Wave energy is one of the largest unexploited clean energy sources on earth, and one day it could potentially power millions of households across the United States. Although it has been years since the power of ocean waves was first analyzed, wave energy continues to be one of the toughest energy sources to harness.
In order to enhance the performance of wave-energy converters (WECs), engineers at Sandia National Laboratories are performing the largest model-scale wave energy testing. This research project is being conducted at the U.S. Navy’s Maneuvering and Sea Keeping facility at the Carderock Division in Bethesda, Maryland, which is one of the largest wave tanks in the world. This tank measures 360 ft in length and 240 ft in width, and can contain up to 12 Mgal water.
Ryan Coe and Giorgio Bacelli who head the Sandia project spend long hours in the dark wave tank. As the tank is dark, the growth of algae in the water is minimized. The researchers are collecting data from experimental research and numerical modeling, so that wave energy technology can benefit from the strategic control systems design, testing practices for wave energy converters and improved methodologies.
Our goal is to improve the economic viability of these devices. In order to do so, we are working out ways to control the WEC’s generator to increase the amount of power it absorbs. At the same time, we are looking at how to reduce the loads and stresses on these devices in harsh conditions to ultimately lengthen a WEC’s lifespan in the water.
Ryan Coe, Sandia National Laboratory
According to Coe, many preliminary studies suggest that the energy absorption capacity can be increased up to 300% by improving control of the WECs’ generators. The present challenge confronted by the team is to transform these simplified studies into more realistic large-scale devices.

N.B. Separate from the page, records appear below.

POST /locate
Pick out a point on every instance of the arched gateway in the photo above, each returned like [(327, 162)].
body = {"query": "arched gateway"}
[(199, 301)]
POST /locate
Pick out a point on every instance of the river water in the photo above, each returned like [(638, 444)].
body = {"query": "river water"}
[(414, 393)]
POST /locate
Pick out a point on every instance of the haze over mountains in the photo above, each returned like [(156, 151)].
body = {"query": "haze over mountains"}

Coe and Bacelli are using control techniques and modeling that have already proven to be successful in other industries like aerospace, to control the dynamics, and obtain better and quicker results.

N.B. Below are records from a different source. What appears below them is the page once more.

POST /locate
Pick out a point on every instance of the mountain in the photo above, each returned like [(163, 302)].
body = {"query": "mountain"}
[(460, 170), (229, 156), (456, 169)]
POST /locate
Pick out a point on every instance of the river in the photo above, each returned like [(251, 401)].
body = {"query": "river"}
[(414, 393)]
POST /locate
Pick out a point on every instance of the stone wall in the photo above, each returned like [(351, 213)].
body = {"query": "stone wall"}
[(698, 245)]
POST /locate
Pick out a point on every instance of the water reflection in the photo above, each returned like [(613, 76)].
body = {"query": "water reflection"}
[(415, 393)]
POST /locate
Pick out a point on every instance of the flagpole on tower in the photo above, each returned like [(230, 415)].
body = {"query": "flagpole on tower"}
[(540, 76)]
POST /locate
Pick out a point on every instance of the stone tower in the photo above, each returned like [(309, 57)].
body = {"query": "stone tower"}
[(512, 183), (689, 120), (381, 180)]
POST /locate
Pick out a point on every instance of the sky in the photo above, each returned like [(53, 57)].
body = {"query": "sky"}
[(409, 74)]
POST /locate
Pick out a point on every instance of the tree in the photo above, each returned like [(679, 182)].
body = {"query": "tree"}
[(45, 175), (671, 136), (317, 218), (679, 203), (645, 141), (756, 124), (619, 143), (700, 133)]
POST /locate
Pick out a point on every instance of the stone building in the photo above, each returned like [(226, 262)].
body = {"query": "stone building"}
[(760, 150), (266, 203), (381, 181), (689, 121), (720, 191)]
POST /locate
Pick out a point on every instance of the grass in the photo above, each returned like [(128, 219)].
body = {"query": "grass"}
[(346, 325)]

The systems we used have been around for a while, but strangely enough they had never been applied to wave energy converters. So far, we know the techniques we are using are more efficient and cost-effective than existing methods. We are getting more information in a fraction of the time.
Giorgio Bacelli, Sandia National Laboratory
As the initial round of analysis in the water has now been completed at Sandia, Coe said that the team would be focused on processing all the collected data and building a new and better model to ensure that subsequent test yields even more valuable results.
“Make no mistake, these are extremely complex machines,” Bacelli said. “They have to be fine-tuned continuously because ocean waves are constantly changing. With this setup at the Navy’s facility, we have a unique opportunity to study the problems and quantify the effects. We want to help the industry by offering solutions to the challenges the wave energy world is facing.”
Sandia is continuing to work on the ‘Advanced WEC Dynamics and Controls’ wave energy project that started in 2013. The Office of Energy Efficiency and Renewable Energy has funded this project.
Since renewable energy will be made more cost-effective because of the innovations from Sandia’s Water Power Technologies Program, there is scope for the energy security of the United States to improve.
Some of the contributions of this project include turbine and tidal modeling, extreme-conditions modeling and WEC-Sim, which is an open source code for modeling the performance of wave energy converters. Sandia researchers also serve as judges and advisers for the Department of Energy’s Wave Energy Prize competition.